Your average video gamer spends about 80 percent of his time failing to reach the all-important next level.
But no matter how many aliens annihilate him, how many racecars run him off the road, or how many enemy soldiers spray his avatar with bullets, that gamer keeps coming back for more.
Katherine von Jan, co-founder and chief creative of Derring-do Design, says tapping in to this deeply ingrained desire to triumph over adversity could help Memphis improve its economic outlook.
von Jan’s presentation was part of an Opportunity Challenge conference today at the Memphis Bioworks foundation that’s being spearheaded by the nonprofit CEOs for Cities and Mayor A C Wharton’s office. The three-day think-a-thon aspires to help Memphis enable and retain young talent instead of losing it to other cities. The conference continues through Friday.
The key to improving Memphis’ economic destiny — where only 24 percent of people have a college education — is to create a system, akin to a game, that encourages even the most disenfranchised citizens to advance through the levels of success, von Jan said. “In gaming, you start from zero and build up.”
Beneath the day’s rhetoric, education surfaced again and again.
Economist Joe Cortwright, president of Impresa Inc. and a senior policy adviser for CEOs for Cities, said college-educated people have higher incomes and spend less time being unemployed during their lifetimes than those with a lower educational level, period. And “what is true for individuals is also true for places,” he said.

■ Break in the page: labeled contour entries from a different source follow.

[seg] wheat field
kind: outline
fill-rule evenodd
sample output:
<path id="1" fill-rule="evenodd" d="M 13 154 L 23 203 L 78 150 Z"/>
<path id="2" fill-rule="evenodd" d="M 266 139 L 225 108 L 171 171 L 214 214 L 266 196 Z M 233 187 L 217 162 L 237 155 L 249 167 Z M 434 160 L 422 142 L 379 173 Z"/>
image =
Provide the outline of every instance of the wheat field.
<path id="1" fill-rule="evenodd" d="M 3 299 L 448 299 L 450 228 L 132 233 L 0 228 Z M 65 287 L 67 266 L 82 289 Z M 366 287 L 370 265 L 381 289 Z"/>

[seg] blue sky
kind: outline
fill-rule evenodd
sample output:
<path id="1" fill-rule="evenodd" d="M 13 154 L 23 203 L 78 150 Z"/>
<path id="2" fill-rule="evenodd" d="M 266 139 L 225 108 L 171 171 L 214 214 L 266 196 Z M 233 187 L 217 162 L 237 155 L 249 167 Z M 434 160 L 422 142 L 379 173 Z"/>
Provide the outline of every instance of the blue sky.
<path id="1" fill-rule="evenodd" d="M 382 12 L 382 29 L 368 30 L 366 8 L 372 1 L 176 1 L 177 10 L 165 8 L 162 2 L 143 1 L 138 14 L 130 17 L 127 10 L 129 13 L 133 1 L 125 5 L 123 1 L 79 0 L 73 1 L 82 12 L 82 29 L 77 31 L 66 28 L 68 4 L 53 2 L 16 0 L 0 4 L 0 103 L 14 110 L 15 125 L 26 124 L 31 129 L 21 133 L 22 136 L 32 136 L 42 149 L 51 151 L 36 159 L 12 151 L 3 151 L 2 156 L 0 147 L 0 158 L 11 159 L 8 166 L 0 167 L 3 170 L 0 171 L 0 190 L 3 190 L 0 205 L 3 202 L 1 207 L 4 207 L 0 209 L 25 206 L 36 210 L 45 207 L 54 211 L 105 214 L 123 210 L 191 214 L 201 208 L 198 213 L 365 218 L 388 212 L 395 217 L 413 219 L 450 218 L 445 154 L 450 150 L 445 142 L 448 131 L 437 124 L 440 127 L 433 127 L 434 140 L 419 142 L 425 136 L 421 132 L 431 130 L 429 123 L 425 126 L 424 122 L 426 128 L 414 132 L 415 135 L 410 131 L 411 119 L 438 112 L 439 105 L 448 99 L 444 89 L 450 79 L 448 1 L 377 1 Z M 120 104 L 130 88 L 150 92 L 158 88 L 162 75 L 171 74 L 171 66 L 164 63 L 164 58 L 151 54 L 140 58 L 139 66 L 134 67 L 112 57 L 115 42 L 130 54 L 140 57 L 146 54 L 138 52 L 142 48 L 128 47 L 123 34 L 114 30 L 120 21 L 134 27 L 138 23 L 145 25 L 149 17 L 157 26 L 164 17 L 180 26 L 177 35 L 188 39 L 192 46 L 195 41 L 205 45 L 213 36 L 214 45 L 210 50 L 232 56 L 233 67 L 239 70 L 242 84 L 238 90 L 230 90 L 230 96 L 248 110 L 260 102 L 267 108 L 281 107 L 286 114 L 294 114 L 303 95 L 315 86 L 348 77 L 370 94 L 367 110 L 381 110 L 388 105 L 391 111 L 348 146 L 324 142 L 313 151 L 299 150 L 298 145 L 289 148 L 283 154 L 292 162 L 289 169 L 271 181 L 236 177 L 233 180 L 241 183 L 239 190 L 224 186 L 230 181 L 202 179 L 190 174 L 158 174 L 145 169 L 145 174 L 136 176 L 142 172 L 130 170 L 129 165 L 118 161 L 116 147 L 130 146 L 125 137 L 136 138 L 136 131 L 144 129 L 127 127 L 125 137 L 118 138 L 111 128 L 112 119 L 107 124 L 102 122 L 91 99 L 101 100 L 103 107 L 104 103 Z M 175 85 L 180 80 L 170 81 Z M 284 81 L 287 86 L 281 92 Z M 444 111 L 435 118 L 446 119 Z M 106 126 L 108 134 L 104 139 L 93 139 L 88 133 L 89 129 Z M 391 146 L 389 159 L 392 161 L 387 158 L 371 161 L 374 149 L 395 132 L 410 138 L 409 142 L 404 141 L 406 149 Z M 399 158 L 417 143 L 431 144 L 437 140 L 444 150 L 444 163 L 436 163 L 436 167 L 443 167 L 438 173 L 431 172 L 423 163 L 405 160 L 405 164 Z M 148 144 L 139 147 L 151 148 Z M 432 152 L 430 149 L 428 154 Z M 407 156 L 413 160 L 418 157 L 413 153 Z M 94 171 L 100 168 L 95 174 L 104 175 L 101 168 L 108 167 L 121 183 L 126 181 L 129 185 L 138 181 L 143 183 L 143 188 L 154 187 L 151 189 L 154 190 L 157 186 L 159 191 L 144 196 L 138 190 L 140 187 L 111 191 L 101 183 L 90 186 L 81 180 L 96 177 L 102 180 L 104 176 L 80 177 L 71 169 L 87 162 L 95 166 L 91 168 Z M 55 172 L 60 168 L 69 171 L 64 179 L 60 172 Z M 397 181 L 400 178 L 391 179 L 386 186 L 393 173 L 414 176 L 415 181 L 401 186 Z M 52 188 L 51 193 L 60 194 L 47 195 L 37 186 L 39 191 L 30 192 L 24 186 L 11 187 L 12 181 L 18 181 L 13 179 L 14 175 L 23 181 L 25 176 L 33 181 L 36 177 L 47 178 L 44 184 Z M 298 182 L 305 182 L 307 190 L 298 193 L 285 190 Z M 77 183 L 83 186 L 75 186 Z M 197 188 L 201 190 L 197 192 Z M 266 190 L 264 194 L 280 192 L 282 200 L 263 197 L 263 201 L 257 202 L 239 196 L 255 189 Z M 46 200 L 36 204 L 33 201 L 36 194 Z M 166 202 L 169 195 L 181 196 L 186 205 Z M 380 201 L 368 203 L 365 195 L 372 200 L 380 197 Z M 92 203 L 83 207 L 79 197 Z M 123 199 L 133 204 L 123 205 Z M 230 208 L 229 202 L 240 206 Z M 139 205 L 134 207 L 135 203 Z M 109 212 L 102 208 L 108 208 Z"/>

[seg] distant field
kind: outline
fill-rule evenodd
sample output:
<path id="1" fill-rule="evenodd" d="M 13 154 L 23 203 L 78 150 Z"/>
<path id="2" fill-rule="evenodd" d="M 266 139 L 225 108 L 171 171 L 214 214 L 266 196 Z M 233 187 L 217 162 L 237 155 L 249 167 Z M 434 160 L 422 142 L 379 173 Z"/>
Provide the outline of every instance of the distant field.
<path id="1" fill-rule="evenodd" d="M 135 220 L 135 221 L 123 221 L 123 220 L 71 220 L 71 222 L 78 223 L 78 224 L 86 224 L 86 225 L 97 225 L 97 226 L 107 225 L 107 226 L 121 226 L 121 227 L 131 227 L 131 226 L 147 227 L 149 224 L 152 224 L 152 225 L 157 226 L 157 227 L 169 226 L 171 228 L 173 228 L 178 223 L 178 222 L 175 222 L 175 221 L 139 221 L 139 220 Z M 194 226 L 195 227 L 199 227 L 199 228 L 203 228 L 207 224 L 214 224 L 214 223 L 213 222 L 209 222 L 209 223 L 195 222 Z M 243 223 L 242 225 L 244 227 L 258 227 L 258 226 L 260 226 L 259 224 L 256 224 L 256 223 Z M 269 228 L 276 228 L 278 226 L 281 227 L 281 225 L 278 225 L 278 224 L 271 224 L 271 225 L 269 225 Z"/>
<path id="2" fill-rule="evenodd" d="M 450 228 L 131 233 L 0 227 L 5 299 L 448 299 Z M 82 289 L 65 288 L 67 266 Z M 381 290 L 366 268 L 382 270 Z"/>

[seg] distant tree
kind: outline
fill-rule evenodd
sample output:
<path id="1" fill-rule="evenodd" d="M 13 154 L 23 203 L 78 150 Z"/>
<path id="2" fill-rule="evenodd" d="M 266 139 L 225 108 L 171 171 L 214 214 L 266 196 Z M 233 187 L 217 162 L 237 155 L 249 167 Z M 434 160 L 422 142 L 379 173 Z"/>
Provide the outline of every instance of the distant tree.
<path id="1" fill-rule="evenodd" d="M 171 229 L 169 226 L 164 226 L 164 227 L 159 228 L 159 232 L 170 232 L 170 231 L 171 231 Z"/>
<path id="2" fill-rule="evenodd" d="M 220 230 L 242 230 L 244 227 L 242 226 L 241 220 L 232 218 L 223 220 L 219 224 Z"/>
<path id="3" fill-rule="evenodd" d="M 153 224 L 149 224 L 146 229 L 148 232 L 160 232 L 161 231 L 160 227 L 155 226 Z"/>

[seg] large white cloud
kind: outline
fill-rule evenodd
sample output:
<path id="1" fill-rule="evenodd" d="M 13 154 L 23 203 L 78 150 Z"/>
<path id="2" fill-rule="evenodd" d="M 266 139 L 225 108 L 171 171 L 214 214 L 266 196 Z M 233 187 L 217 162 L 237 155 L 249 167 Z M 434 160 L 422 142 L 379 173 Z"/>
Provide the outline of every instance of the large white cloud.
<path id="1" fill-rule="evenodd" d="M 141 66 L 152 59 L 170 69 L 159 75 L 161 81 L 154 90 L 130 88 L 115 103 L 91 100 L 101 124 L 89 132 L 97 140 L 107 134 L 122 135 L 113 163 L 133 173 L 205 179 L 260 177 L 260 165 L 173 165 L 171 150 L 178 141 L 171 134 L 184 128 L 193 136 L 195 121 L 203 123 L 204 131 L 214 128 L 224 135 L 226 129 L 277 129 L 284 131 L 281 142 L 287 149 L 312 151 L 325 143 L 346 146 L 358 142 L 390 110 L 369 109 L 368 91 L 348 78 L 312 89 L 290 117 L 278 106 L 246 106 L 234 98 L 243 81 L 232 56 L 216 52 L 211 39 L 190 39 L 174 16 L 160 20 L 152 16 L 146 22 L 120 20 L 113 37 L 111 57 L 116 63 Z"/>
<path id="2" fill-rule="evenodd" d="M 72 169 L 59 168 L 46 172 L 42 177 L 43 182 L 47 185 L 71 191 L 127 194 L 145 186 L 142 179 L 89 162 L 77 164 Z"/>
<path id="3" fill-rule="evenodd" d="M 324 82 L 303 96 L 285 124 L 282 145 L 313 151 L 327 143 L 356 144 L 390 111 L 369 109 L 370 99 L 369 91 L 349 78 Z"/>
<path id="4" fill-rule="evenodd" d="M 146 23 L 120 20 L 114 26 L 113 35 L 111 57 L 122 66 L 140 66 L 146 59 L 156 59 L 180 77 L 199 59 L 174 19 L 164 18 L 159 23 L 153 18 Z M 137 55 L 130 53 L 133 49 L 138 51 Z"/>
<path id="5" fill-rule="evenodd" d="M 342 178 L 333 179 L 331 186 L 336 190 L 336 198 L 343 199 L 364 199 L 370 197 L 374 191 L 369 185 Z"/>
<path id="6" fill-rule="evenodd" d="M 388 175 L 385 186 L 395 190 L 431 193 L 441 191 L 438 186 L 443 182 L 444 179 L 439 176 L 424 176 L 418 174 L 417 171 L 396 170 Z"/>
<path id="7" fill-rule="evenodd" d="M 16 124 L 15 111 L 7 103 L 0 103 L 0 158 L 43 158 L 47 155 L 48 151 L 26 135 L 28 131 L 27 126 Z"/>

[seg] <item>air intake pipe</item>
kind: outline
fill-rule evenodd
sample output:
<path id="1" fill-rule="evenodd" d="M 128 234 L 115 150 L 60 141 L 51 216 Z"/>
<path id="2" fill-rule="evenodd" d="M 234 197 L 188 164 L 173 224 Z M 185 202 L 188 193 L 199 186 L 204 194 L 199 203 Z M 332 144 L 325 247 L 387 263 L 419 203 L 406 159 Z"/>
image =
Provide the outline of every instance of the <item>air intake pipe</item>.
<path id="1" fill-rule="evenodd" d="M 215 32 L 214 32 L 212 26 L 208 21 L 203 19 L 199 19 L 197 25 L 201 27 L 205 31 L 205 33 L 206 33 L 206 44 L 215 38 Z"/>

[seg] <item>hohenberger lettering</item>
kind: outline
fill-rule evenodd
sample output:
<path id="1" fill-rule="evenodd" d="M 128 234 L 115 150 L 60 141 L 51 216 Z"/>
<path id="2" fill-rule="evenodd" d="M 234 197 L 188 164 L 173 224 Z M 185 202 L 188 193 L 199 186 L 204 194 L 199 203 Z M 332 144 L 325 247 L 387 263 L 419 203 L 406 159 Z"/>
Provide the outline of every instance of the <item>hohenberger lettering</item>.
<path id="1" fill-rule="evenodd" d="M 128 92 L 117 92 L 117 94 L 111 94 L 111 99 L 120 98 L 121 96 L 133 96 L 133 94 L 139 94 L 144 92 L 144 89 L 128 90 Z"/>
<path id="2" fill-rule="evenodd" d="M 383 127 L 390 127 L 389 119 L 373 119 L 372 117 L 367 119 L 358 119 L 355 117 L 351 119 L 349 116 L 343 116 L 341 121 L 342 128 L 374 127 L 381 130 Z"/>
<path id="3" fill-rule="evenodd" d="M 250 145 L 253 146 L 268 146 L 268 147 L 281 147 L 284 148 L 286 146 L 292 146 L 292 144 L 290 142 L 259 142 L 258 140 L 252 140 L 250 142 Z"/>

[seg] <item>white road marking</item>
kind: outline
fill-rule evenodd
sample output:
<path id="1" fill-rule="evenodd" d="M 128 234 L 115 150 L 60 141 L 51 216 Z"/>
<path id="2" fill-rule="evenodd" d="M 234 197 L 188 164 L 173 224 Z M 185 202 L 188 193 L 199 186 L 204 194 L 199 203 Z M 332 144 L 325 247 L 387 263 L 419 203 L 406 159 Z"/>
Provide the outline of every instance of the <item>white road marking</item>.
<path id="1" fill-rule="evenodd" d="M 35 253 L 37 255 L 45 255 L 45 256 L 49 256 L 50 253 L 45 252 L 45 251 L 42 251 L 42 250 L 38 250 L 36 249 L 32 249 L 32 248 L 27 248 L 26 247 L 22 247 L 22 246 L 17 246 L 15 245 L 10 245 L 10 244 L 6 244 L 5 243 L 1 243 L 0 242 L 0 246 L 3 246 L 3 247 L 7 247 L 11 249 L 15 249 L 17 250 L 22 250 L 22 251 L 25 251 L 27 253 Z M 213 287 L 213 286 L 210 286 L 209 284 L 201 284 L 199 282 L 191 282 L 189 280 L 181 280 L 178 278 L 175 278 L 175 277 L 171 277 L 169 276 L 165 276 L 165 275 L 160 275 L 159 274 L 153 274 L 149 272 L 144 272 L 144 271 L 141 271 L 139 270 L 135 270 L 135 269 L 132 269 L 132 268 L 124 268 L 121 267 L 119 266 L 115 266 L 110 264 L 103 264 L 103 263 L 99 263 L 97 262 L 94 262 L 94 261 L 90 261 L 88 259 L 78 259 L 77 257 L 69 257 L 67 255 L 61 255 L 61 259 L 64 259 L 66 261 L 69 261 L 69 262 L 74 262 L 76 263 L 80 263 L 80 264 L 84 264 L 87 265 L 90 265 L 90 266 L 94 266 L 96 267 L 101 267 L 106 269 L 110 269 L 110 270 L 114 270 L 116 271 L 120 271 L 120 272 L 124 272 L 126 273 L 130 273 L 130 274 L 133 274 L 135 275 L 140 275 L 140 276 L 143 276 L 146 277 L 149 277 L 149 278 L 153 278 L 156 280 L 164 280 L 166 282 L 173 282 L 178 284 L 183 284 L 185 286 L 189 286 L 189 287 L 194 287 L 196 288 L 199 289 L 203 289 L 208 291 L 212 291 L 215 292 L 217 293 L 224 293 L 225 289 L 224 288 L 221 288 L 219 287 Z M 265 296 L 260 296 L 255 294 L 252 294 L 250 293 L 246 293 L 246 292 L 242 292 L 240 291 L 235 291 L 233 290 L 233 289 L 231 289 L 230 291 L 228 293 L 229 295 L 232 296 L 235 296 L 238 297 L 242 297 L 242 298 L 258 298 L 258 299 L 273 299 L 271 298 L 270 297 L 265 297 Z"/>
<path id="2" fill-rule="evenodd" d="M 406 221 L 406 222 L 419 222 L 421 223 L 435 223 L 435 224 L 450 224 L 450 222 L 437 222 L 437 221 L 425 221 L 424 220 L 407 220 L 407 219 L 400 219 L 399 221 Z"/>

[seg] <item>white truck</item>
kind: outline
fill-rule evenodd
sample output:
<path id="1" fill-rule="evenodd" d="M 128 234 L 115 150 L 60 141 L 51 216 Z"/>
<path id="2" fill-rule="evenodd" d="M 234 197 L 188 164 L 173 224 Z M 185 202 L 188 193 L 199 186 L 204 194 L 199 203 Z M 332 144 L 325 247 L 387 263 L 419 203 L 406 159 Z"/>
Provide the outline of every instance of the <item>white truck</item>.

While Memphis has lots of things going for it, the city also has disparate pockets of hope and hopelessness that don’t tend to mix. Not only has it been stigmatized in the media, but the city’s own citizenry tends to cast it in an unflattering light, said Andre Fowlkes of the business incubator LaunchMemphis.
“We present Memphis on a garbage can lid,” he said.
Another pressing issue underlying the Opportunity Challenge is the shift to a talent-based economy, or an economy built on new and changing markets or ideas. He who produces the most widgets isn’t necessarily the most successful nowadays. A tanking economy has borne that out.
“That was the sledgehammer to really bring it home,” Fowlkes said.
Since about 20 percent of Memphis’ population lives below the poverty line, with 30 percent younger than 18, and with unemployment in Shelby County at almost 10 percent, it’s time to re-evaluate, or at least understand some things about how poverty affects education.
Laurel Dukehart, president of Gateway to College National Network, said working with poor people who want to succeed has taught her a lot. Most kids drop out of high school or college not because they’re shiftless or stupid, but because of things beyond their control. Try carrying a full course load when you’re broke and your car engine fries or you have to help a bedridden relative who has no access to health care.
“It’s about poverty,” she said. “It’s about a lack of role models.”
While things like access to technology are talent accelerators, things like persistent poverty are talent killers. And the surest way out of poverty is education.
Possible solutions to overcoming local poverty and education issues will be offered Friday morning at Bioworks.